Zwei Referenzstellen

Zwei Stellen im Matthäusevangelium sprechen direkt von der Versammlung. Sie lauten:

„Aber auch ich sage dir: Du bist Petrus; und auf diesen Felsen werde ich meine Versammlung bauen, und die Pforten des Hades werden sie nicht überwältigen. (Matthäus 16,18)

„Wenn aber dein Bruder gegen dich sündigt, so geh hin, überführe ihn zwischen dir und ihm allein. Wenn er auf dich hört, hast du deinen Bruder gewonnen.

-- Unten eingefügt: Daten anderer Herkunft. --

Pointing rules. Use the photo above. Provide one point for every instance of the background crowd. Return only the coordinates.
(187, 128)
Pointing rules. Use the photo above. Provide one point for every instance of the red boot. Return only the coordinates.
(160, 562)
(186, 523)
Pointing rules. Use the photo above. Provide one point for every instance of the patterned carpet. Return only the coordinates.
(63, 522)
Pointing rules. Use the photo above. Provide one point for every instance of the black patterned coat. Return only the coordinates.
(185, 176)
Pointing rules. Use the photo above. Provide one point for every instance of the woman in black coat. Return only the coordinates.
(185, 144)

Wenn er aber nicht hört, so nimm noch einen oder zwei mit dir, damit durch den Mund von zwei oder drei Zeugen jede Sache bestätigt werde. Wenn er aber nicht auf sie hört, so sage es der Versammlung; wenn er aber auch auf die Versammlung nicht hört, sei er dir wie der Heide und der Zöllner. Wahrlich, ich sage euch: Was irgend ihr auf der Erde binden werdet, wird im Himmel gebunden sein, und was irgend ihr auf der Erde lösen werdet, wird im Himmel gelöst sein. Wahrlich, wiederum sage ich euch: Wenn zwei von euch auf der Erde übereinkommen werden über irgendeine Sache, welche sie auch erbitten mögen, so wird sie ihnen zuteilwerden von meinem Vater, der in den Himmeln ist. Denn wo zwei oder drei versammelt sind in meinem Namen, da bin ich in ihrer Mitte.“ (Matthäus 18,15-20)

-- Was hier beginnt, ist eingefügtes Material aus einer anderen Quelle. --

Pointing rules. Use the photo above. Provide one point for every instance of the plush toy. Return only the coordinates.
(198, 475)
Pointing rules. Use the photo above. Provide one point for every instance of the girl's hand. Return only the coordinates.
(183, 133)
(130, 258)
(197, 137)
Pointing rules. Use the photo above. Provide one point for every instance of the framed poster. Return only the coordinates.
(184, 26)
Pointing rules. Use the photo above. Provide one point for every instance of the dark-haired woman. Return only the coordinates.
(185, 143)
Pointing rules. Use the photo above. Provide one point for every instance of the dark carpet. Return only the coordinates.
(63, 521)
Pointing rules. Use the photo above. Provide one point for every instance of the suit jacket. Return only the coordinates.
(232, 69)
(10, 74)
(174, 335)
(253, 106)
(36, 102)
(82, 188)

Ein erster Vergleich zeigt bereits etwas, was später in den Briefen deutlich sichtbar wird. Der Begriff „Versammlung“ wird von zwei verschiedenen Seiten betrachtet.

  1. Die erste Seite ist die umfassende Seite, d. h. alle Gläubigen – vom Tag der Pfingsten an bis zum Kommen des Herrn – gehören dazu. Das ist die Versammlung, von der unser Herr in Matthäus 16 spricht. Dies wird manchmal der „ewige“ Aspekt der Versammlung genannt. Dabei gibt es andere Stellen, die unter diesem Gesichtspunkt alle zu einem bestimmten Zeitpunkt auf der Erde lebenden Gläubigen umfassen. Ausleger sprechen dann manchmal von dem „weltweiten“ Aspekt. Insgesamt gibt es ca. 20 Stellen in der Bibel, die die Versammlung unter diesem umfassenden (oder universellen) Gesichtspunkt sehen.
  2. Die zweite Seite zeigt den örtlichen Aspekt der Versammlung. Um die weltweite Versammlung sichtbar zeigen (darstellen) zu können, gibt es örtliche Versammlungen, die sich versammeln. Davon spricht der Herr in Matthäus 18.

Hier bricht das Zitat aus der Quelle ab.